複合キー とは、複数の列を持つキーのことです。 基本キーと外部キーの両方が複合キーになることができます。 たとえば、部署が部番号と課番号の組み合わせによって一意的に識別される場合、 DEPARTMENT 表のキーを作成するには 2 つの列が必要になります。

親キー とは、参照制約の基本キーまたは固有キーのことです。 基本キー制約 は、 親キー列のセットが指定されていないときの参照制約のデフォルト親キーです。

親表 とは、 同じ表または別の表の少なくとも 1 つの外部キーに関連づけられた親キーが含まれる表のことです。 1 つの表が、任意の数の関係において親となることが可能です。 たとえば、DEPTNO が基本キーの DEPARTMENT 表は、 WORKDEPT という外部キーを含む EMPLOYEE 表の親表です。

親行 とは、 その親キーの値が従属表の中の少なくとも 1 つの外部キーと一致する、 親表の 1 つの行のことです。 親表の行がすべて親行であるとは限りません。 DEPARTMENT 表の第 4 行 (D11) は、EMPLOYEE 表の第 3 行と第 6 行の親行です。 DEPARTMENT 表の第 2 行 (B01) は、他のどの行に対しても親行になっていません。

従属表 とは、外部キーを含んだ表のことです。 従属表が親表でもある場合もあります。 表は、任意の数の関係において従属表となることが可能です。 EMPLOYEE 表には WORKDEPT という外部キーが含まれており、 基本キー DEPTNO のある DEPARTMENT 表に対する従属となっています。

従属行 とは、 親キーの値と一致する非ヌルの外部キー値を持つ従属表の 1 つの行のことです。 外部キーの値は、従属行から親行への参照を表します。 外部キーがヌル値のこともあるため、従属表の行がすべて従属行であるとは限りません。
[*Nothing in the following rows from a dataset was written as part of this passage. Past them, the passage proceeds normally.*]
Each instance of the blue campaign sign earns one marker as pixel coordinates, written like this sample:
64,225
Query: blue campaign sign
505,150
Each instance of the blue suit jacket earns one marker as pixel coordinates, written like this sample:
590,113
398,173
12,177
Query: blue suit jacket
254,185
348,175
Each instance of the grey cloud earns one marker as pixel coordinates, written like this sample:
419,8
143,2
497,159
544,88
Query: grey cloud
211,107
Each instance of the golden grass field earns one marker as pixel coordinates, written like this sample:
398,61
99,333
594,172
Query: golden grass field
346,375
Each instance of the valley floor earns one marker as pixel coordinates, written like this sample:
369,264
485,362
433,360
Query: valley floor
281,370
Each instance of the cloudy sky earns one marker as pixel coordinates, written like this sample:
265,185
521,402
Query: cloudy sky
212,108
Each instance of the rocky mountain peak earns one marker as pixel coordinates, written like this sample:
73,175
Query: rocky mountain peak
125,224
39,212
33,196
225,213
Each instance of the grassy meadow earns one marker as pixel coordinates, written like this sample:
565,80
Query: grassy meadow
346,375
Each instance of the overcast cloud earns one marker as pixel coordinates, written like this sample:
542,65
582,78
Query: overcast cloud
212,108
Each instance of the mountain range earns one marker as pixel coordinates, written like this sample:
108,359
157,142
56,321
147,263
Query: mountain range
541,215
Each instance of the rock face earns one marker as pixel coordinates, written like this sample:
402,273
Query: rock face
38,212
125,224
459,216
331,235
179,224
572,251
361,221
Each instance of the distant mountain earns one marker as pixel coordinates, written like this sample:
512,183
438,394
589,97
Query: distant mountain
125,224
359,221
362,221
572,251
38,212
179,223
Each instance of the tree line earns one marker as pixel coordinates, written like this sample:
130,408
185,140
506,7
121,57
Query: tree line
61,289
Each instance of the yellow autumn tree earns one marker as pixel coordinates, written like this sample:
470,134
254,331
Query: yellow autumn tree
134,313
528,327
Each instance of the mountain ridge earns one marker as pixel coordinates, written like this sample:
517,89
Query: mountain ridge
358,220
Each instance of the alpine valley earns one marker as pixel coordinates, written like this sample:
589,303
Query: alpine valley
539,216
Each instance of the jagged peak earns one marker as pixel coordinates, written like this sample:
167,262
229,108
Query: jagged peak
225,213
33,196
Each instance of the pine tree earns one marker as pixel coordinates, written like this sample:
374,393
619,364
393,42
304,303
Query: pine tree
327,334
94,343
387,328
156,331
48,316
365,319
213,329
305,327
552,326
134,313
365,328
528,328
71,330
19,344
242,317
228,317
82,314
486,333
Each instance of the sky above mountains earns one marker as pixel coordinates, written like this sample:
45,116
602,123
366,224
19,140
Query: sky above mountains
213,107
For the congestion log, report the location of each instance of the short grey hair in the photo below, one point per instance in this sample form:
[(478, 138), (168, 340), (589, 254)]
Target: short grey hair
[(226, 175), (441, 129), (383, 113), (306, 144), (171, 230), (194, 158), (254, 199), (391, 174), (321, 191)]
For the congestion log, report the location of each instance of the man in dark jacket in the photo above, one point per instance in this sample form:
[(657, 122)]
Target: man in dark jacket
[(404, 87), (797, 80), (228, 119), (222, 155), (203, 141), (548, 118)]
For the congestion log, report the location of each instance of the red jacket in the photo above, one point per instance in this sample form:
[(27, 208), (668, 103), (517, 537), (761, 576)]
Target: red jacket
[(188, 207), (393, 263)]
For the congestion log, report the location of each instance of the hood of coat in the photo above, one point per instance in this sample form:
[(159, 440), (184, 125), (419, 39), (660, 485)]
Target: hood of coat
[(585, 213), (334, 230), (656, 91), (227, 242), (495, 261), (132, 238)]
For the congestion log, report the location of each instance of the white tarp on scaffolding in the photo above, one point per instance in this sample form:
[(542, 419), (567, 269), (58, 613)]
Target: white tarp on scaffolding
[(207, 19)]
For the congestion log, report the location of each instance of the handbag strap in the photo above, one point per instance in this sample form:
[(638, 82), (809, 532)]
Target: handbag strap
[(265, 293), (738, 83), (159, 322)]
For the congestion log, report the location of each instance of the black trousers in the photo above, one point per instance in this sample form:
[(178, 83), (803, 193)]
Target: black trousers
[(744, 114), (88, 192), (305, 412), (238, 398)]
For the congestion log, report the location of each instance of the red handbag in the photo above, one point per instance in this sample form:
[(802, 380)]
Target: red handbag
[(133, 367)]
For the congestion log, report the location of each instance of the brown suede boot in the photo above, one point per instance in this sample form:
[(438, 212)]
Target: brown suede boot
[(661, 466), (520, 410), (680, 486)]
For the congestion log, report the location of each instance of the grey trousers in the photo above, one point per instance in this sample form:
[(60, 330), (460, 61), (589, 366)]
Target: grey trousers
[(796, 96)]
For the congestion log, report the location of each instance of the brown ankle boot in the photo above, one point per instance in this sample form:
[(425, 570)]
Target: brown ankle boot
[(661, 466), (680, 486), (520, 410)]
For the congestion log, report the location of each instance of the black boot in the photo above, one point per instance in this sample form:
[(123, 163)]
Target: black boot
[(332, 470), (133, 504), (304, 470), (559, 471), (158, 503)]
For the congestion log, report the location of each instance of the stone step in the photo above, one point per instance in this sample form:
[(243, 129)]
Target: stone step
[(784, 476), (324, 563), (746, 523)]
表が子孫 であるとは、 それが従属表であるか、または従属表の子孫であるということです。 子孫表には、ある表の親キーまで逆トレースできる外部キーが含まれています。

参照循環 とは、表をその表自体に接続する経路のことです。 表がその表自体に直接接続されている場合、それは自己参照 表です。 EMPLOYEE 表の中に各従業員のマネージャーの EMPNO の含まれる MGRID という別の列がある場合、 EMPLOYEE 表は自己参照表となります。 その MGRID は、EMPLOYEE 表の外部キーとなります。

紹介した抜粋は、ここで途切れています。